Par conséquent, l'augmentation de la prévalence constatée aux cours des dernières décennies, s’agissant de nombreuses MNT, correspond principalement à une augmentation de la prévalence des seuls stades précoces de la maladie. L'augmentation de la prévalence globale de la maladie a dissimulé une diminution de la prévalence de maladies à complications ou à stade avancé. Je qualifie d’ « effet de gravité » ce décalage vers une extrémité plus douce du spectre des MNT.
La plupart des problèmes de santé liés aux maladies non transmissibles – problèmes tels que la douleur chronique, les troubles du sommeil, la dépression, le handicap et le décès prématuré – sont associés aux maladies à complications ou à stade avancé, plutôt qu’aux maladies de stade précoce ou sans complications. Chaque fois que « l'effet de la gravité » l'emporte sur « l'effet de la prévalence, » la prévalence croissante de l'ensemble des MNT s’accompagnera d’un impact décroissant sur la santé, et non d’une « empreinte » croissante de la maladie, comme le suggèrent beaucoup.
Il s’agit là du paradoxe des MNT : les mesures objectives de la mauvaise santé (symptômes graves, invalidité, décès prématuré) sont en déclin, alors même que la prévalence de ces maladies est en augmentation.
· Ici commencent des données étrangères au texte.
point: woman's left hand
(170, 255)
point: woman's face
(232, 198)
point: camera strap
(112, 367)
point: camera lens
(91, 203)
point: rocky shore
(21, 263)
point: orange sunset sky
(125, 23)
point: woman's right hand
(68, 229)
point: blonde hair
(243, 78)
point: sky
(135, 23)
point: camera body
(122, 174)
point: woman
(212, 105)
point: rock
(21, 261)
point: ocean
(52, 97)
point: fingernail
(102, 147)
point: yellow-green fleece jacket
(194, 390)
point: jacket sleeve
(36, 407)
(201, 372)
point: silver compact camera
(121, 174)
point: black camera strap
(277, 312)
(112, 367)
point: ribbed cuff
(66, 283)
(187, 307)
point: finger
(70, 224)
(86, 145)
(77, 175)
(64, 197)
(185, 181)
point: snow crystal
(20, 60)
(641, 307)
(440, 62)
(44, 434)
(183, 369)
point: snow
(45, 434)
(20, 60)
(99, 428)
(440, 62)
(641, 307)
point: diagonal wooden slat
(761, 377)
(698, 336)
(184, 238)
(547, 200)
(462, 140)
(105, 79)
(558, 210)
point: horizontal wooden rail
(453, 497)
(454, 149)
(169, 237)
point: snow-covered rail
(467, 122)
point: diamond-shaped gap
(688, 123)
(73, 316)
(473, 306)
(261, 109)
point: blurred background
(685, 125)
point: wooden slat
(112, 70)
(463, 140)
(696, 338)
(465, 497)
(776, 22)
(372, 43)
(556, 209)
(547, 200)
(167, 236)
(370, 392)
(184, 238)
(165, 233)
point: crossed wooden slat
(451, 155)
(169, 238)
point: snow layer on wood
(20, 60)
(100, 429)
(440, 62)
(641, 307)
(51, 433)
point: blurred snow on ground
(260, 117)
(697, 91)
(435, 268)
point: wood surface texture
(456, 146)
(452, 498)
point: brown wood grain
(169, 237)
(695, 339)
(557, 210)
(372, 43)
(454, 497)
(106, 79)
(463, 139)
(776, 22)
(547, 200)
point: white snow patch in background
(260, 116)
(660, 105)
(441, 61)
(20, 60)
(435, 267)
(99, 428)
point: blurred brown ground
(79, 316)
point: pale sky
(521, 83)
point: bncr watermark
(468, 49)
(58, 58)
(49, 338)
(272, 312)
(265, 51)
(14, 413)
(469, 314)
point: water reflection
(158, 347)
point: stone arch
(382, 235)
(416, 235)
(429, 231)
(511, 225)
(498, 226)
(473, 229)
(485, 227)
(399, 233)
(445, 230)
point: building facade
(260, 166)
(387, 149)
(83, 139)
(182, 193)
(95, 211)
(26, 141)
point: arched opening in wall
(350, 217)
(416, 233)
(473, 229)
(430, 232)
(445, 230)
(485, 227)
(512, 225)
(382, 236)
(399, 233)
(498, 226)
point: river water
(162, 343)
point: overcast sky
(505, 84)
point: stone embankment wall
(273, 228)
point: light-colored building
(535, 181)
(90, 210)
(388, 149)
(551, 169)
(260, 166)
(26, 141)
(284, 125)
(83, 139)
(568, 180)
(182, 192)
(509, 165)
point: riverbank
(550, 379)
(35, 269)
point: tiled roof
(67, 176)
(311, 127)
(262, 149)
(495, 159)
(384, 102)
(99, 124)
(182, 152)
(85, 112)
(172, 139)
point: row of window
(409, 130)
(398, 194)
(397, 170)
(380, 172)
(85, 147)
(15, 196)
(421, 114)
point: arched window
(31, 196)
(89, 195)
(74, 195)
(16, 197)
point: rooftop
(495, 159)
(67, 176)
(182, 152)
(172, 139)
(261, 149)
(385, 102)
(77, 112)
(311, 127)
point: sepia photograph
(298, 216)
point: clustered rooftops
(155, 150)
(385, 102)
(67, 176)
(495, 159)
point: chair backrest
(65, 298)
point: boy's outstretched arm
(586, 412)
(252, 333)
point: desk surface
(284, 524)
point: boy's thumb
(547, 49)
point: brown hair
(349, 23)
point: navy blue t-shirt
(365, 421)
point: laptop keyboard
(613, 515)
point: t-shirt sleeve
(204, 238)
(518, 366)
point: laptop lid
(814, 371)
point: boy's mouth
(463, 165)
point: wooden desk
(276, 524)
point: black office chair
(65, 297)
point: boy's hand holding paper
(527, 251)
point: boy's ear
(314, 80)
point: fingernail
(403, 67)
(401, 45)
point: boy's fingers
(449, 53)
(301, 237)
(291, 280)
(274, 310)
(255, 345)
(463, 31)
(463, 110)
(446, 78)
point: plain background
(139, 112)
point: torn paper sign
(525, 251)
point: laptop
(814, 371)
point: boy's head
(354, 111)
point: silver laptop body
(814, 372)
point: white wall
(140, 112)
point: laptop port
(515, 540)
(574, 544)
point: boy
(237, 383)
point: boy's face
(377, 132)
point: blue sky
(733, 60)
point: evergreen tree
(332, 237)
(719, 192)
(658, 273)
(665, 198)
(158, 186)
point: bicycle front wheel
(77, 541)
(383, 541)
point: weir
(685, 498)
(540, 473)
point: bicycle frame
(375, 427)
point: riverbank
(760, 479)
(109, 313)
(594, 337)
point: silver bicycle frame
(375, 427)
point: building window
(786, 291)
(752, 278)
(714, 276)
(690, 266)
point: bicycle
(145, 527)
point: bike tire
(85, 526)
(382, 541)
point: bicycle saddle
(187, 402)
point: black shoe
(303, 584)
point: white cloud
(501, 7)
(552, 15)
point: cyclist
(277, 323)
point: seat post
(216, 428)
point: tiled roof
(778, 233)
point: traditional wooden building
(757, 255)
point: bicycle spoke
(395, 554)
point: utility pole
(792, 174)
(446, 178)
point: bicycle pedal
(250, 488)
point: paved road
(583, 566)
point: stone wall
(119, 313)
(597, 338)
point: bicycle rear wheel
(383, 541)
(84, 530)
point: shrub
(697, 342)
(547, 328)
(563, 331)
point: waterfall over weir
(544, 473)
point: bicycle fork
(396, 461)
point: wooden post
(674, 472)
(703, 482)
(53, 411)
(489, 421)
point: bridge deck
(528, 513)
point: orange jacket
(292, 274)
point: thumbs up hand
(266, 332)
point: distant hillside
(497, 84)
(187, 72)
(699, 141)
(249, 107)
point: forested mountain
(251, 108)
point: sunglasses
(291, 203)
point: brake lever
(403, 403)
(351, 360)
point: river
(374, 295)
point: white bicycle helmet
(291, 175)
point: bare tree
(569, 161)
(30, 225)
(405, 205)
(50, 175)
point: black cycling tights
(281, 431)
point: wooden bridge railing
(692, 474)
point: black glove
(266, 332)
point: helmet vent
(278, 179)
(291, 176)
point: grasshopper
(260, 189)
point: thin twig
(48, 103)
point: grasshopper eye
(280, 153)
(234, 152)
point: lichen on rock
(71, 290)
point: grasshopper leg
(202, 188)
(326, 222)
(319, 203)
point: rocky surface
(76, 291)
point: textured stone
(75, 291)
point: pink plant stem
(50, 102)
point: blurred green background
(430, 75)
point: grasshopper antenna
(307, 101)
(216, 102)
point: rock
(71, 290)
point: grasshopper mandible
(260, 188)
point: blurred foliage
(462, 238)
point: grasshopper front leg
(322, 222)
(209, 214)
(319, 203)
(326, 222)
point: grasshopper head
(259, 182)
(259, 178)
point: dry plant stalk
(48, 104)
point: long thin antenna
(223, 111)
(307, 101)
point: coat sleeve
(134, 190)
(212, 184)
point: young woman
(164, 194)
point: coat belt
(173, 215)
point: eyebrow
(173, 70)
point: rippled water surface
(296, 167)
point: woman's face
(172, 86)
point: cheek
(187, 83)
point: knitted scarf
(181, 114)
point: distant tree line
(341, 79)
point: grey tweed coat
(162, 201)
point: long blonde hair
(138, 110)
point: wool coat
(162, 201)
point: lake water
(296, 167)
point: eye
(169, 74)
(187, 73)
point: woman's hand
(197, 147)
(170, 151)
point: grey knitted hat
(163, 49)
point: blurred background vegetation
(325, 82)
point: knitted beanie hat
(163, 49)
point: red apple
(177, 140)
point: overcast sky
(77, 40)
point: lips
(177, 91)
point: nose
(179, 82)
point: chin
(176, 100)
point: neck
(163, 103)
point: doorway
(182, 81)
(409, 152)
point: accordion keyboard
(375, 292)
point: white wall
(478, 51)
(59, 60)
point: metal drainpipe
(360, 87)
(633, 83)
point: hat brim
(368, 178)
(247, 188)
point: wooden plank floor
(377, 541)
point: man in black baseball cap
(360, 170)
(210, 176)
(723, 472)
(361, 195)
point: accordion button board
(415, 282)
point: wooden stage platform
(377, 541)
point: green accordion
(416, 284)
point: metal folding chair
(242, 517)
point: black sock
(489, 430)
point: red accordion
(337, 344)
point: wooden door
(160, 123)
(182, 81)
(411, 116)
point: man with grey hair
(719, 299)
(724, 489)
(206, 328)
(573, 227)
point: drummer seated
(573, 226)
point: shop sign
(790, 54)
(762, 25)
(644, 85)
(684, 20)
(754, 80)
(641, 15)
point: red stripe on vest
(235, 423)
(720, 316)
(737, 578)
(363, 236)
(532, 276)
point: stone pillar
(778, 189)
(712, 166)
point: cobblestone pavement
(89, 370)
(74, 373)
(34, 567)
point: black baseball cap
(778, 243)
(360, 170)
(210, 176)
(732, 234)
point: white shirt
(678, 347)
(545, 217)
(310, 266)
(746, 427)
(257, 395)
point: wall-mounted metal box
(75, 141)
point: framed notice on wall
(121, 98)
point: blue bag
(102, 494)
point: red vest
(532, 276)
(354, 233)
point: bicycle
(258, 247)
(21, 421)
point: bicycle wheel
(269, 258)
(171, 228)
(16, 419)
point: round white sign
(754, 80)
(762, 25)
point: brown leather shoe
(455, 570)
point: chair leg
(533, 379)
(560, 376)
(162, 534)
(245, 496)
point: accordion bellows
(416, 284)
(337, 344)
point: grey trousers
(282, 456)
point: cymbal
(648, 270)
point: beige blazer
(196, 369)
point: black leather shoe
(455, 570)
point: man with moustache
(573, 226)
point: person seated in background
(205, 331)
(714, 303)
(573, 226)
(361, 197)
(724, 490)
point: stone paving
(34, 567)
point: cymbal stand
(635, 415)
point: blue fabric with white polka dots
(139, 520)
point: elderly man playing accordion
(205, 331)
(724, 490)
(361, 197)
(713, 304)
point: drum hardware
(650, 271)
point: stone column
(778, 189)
Et même si ce paradoxe ne saurait excuser la complaisance de la réponse à ce que les Nations Unies ont qualifié à juste titre de crise mondiale des MNT, il est porteur d’un certain nombre d’implications pratiques s’agissant de cette réponse.
Tout d'abord, la première préoccupation ne devrait pas être la prévalence des maladies, mais plutôt le fardeau des maladies – l'impact sur la santé en termes d’invalidité et de mortalité prématurée. Cela signifierait canaliser les ressources en fonction de la charge plutôt qu’en fonction de la prévalence, en particulier dans la mesure où la comorbidité (deux ou plusieurs maladies chez le même patient) augmente.
Nous devrions, en second lieu, moins nous concentrer sur l'amélioration des soins de santé et plus sur le renforcement de la prévention des maladies, par exemple en faisant baisser la consommation de tabac, en multipliant les possibilités d'activité physique, et en augmentant la disponibilité et l'abordabilité d'un régime alimentaire sain. Un plus grand souci de prévention permettrait à la fois de réduire l'incidence des MNT, et de contribuer à ce que les cas qui continuent d’apparaître aient tendance à être moins sévère et à progresser plus lentement, ouvrant la voie à des possibilités de traitement peu coûteuses mais efficaces dans les établissements de soins primaires. Ces deux mécanismes - faible incidence et sévérité moindre - contribueront à réduire l’« empreinte » de la maladie, même dans le cadre d’une poursuite de l’augmentation de la prévalence des MNT.